FWIW I can see the \r characters in the vim editor: they are displayed as blue ^M's.

Now I'm not sure what the best course of action is. Notifying Ensembl that they produce db dumps that are hard to parse wouldn't hurt. However, I wouldn't be surprised if they knew that already because they've fixed the problem starting with release 99. It's just that they probably don't bother fixing past releases, which is understandable.

Interestingly it seems that data.table::fread() can swallow these \r characters without problem:

library(data.table)
extdbs98 <- fread("external_db.98.txt")
dim(extdbs98)
# [1] 446  10

but I'm hesitant to introduce a dependency on the data.table package. At least I would like to avoid making this a hard dep so I'm going to explore the possibility of making this a soft dep instead (i.e. listed in Suggests only).

Another possibility would be to clean the tab file before calling read.table() on it but I'm not sure how to do this in R. Also I don't want to add C code to GenomeInfoDb just for that.

:thinking:

Suggestions welcome.

H.

mjsteinbaugh commented 10 months ago

That's a great find with grep -P '\r' external_db.98.txt.
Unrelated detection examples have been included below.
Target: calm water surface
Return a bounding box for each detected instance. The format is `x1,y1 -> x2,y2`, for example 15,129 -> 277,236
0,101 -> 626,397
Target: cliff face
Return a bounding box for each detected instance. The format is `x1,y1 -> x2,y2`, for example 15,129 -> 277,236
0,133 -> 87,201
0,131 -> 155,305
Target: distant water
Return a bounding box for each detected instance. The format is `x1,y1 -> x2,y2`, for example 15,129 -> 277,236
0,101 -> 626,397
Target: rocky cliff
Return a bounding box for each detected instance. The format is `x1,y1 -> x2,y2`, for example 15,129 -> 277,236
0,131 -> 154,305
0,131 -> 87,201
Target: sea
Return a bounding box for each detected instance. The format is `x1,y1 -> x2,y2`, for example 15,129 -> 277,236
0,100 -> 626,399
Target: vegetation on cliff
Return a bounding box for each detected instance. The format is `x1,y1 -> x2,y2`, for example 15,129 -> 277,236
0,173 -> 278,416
I figured it was something like that but couldn't figure it out. I dug into how to clean malformed files and pass it in to base R read.table recently. You can do this by creating a textConnection. Let me see if I can make a minimal example of this with the Ensembl file mentioned above.
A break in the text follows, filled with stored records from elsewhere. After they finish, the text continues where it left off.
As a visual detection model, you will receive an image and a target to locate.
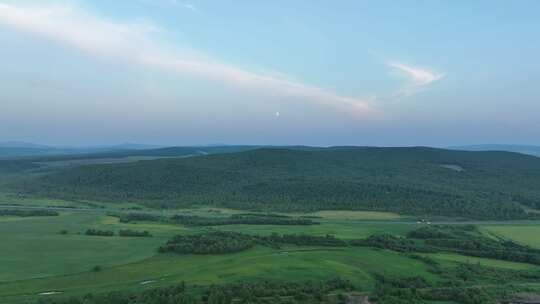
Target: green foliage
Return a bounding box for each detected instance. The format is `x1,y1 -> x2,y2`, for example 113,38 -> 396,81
37,278 -> 353,304
118,229 -> 152,237
350,233 -> 425,252
84,229 -> 114,236
169,214 -> 317,226
0,209 -> 59,217
408,225 -> 540,265
17,148 -> 540,219
159,231 -> 255,254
Update: textConnection approach is no good. We hit the issue attempting to read any source code lines first. data.table does some internal C jiu jitsu before it reads the lines to handle the \r character.

download.file(
    url = "ftp://ftp.ensembl.org/pub/release-98/mysql/mus_musculus_core_98_38/external_db.txt.gz",
    destfile = "external_db.98.txt.gz"
)

## This step messes up on the `\r` characters, and returns length 449 instead
## of expected 446. So this won't work.
lines <- readLines("external_db.98.txt.gz")
print(length(lines))
## 449

## Normally you can create a `textConnection` to pass in corrected source lines.
## But the `\r` carriage character is a tricky edge case that messes up the
## number of source lines.
con <- textConnection(lines)
df <- read.table(
    file = con,
    header = FALSE,
    sep = "\t",
    quote = "",
    comment.char = ""
)
## Error in scan(file = file, what = what, sep = sep, quote = quote, dec = dec,  : 
##   line 311 did not have 10 elements
## Calls: read.table -> scan

print(lines[[1L]])
## "211\tVB_Community_Symbol\t\\N\tKNOWN\t50\tVB Community Symbol\tMISC\t\\N\t\\N\t\\N"

print(lines[[311L]])
## [1] "\\nMore information in there:"
hpages commented 10 months ago

Addressed in GeomeInfoDb 1.38.3 (release) and 1.39.3 (devel). See commit fe81f0d423f07efabb6e61d6c57620171a6b75b7.

Please let me know how that works for you.